A proposal shows you are serious and allows the potential supervisor to get a more complete picture of your proposed project and abilities. Again, a PhD is your once-in-life project, it is up to you to define its focus and limits. At a bare minimum, you need to include an abstract, along with a ‘if you’re interested I can send you full proposal’ line.

Make sure your proposal follows basic academic norms

My institution provides some generic guidance on preparing a research proposal Here and Here. You need to show that you understand what is required to when proposing research. Ironically, in a PhD proposal you are not committing to doing a specific research project. Most PhD projects change in the course of their first year and a more complete proposal is required to graduate the first year. Instead, you are showing that you know how to do a research project. Supervisors are looking to see that you understand academic norms and will be a strong student. Committing to supervising a PhD student presents risk for supervisors too. A weak student can consume an enormous amount of time for support over more than 3 years they take to complete their project. So, potential supervisors are looking to see that you have what it takes – the proposal is the main way we judge this. (WARNING - if the student does not actually improve the proposal using feedback provided, that is a RED FLAG for me – Acting upon feedback will basically be the basis of our relationship for more than 3 years. Get into the habit of responding to feedback now.)

Keep your proposal short

Concision is key. The generic guidance says on average 1500 words. You have lots to cover in a proposal so you’ll need to boil the literature down to it’s essentials, covering only what is relevant to your project (while showing you are aware that the rest is there). For a 2000 word proposal I’d recommend a structure that is something the like this:

  1. Abstract (150w)

  2. Literature review (1200w – which usually means 3 paragraphs on the main elements of your conceptual framework and 1 on the proposed case)

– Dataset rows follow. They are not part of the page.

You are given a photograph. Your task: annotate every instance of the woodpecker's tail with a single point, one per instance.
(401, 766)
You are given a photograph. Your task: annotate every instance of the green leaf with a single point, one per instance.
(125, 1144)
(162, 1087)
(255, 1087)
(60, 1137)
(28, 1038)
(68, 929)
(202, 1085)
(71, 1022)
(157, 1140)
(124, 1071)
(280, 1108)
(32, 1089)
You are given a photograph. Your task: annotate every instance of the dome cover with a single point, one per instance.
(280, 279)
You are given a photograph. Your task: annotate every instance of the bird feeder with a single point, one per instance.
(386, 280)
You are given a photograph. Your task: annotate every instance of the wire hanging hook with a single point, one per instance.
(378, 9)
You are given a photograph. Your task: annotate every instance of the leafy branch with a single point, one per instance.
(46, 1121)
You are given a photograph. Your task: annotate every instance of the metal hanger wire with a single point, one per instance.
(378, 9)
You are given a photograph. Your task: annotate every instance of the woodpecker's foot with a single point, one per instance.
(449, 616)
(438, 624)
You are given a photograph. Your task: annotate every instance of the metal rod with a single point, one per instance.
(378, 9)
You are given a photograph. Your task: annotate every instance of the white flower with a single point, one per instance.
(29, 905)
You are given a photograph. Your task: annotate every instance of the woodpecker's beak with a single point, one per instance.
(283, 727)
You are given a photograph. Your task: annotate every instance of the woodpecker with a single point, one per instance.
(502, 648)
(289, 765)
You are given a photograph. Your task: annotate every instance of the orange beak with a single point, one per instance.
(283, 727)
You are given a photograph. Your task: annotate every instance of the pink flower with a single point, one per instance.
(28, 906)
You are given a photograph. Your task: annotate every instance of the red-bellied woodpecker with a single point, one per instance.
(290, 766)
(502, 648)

  3. Research questions (100w)

  4. Methods (500w)

  5. Work plan and outcomes (100w table)

  6. References (not included in word count)

In order to secure funding your proposal needs to be sharp. The competition is strong and you need to stand out. If I am interested in in your proposal I will help you improve it, but we can speed things along by avoiding some of the more common mistakes such as:

  1. Abstract – not including one, not summarising your research in the first sentence, not summarising your main concepts, questions and methods, not making a case for why your research is important (why it should be funded) in the abstract.

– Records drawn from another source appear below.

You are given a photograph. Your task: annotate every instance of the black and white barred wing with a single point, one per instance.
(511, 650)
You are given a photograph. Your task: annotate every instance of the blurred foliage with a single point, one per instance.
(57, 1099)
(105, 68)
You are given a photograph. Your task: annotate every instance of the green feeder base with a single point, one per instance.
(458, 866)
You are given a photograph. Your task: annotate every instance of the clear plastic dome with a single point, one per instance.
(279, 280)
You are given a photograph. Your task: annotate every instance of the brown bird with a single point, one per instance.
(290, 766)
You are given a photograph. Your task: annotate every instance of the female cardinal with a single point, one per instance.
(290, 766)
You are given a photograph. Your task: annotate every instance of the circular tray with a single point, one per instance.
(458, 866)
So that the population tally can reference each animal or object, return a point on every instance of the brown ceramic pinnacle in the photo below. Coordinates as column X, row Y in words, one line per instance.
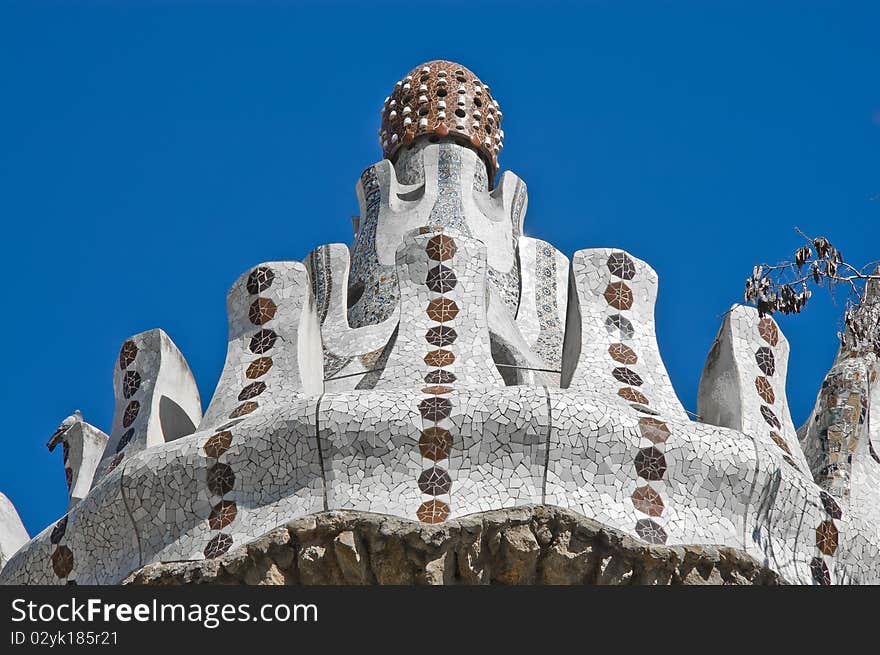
column 442, row 98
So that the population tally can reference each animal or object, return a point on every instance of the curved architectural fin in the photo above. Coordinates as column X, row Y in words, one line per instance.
column 12, row 533
column 543, row 300
column 743, row 382
column 149, row 368
column 610, row 341
column 274, row 349
column 349, row 352
column 442, row 288
column 83, row 445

  2. Literature review – not narrowing down quickly on the most relevant ideas and literature and spending lots of time on broad basic points, not highlighting gaps in the literature, not defining key concepts, not following a clear structure (easiest is broad to narrow), not using topic sentences, separating the ‘literature review’ and your ‘conceptual framework’ (you don’t have the time/space for this), detailing the case more than you detail the conceptual framework used to analyse it.

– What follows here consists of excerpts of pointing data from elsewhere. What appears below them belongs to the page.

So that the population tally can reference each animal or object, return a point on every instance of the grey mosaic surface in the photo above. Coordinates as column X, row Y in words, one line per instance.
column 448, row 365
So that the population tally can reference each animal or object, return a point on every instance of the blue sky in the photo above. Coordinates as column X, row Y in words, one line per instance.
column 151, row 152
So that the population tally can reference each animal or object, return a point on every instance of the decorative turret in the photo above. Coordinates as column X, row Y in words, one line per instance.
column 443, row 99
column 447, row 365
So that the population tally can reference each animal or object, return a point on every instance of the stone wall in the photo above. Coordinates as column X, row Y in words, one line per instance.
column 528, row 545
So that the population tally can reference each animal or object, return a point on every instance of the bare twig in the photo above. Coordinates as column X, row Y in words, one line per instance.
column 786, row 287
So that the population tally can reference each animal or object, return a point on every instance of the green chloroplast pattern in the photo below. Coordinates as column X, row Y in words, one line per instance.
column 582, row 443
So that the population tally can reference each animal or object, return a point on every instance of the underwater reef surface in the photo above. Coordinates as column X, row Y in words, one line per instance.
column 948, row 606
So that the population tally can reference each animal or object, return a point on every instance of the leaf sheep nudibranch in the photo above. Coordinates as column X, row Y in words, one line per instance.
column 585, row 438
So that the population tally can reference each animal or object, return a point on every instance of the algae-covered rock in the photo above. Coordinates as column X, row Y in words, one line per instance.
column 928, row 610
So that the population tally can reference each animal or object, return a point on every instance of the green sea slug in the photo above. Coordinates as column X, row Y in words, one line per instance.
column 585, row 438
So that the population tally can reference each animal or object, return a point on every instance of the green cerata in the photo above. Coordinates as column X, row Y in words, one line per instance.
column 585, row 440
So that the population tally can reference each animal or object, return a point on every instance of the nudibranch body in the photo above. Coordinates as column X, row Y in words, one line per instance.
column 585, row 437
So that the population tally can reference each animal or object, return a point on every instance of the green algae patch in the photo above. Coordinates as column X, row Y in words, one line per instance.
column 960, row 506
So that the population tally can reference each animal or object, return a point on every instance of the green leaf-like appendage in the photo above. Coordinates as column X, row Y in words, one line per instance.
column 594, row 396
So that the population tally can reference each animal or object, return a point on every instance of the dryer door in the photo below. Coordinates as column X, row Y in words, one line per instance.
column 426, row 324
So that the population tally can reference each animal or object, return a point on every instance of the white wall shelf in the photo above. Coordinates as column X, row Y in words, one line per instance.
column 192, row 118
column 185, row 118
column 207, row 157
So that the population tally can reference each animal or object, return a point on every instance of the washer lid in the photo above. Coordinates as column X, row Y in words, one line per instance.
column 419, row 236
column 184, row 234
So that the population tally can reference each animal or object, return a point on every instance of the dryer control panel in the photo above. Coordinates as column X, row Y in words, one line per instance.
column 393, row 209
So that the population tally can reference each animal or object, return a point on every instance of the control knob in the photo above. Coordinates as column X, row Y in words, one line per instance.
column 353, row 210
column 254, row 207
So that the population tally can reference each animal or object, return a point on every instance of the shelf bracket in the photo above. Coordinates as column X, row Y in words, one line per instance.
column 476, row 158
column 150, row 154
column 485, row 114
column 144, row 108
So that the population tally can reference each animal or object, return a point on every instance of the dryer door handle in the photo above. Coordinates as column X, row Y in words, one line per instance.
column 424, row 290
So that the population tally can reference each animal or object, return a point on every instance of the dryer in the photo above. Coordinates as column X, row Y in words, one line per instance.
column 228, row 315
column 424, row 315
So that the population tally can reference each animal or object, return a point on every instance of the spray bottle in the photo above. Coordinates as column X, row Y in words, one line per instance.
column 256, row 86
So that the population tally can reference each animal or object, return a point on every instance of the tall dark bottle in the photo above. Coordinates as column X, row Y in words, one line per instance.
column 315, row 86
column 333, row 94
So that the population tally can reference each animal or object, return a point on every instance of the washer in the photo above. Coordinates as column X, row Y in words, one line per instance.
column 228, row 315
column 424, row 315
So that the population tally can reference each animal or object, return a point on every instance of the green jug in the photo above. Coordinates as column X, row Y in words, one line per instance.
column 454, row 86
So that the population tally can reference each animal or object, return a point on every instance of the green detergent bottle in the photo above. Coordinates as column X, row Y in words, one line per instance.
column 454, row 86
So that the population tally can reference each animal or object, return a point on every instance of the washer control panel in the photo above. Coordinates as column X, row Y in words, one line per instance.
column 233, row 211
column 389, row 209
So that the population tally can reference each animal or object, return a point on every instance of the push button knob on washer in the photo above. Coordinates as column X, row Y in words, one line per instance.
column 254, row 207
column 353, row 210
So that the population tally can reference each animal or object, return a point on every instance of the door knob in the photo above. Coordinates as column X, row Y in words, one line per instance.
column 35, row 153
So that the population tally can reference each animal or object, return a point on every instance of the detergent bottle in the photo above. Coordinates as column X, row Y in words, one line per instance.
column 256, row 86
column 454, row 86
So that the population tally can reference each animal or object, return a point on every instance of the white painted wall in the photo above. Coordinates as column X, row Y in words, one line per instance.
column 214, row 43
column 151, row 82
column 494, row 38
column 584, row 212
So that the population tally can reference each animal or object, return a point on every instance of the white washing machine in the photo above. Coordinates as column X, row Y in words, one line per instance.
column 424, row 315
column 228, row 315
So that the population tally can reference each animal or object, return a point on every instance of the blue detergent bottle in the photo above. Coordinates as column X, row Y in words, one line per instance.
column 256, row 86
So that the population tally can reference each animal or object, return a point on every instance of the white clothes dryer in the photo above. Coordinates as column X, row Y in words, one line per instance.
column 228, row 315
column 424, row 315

  3. Research questions – not including them (these are the pivot on which the whole proposal turns), not making sure they are focussed and specific (basically, the narrower, the better), not using analytical language developed in the literature review, not clearly linking to the problems and concepts laid out in the literature review.

  4. Methods – not citing the academic literature on your chosen methods, not linking the methods to the research questions, spending lots of time on questions of ontology and epistemology, not providing detail on what data will be collected – how it will be collected and how it will be analysed, thinking that you have to include a quantitative element to be ‘rigourous’,

  5. General – not writing in full sentences, not using proper English, not having someone proof read your proposal, not keeping the proposal short, not making sure there are clear links between the literature – questions – methods, not citing clearly and fully.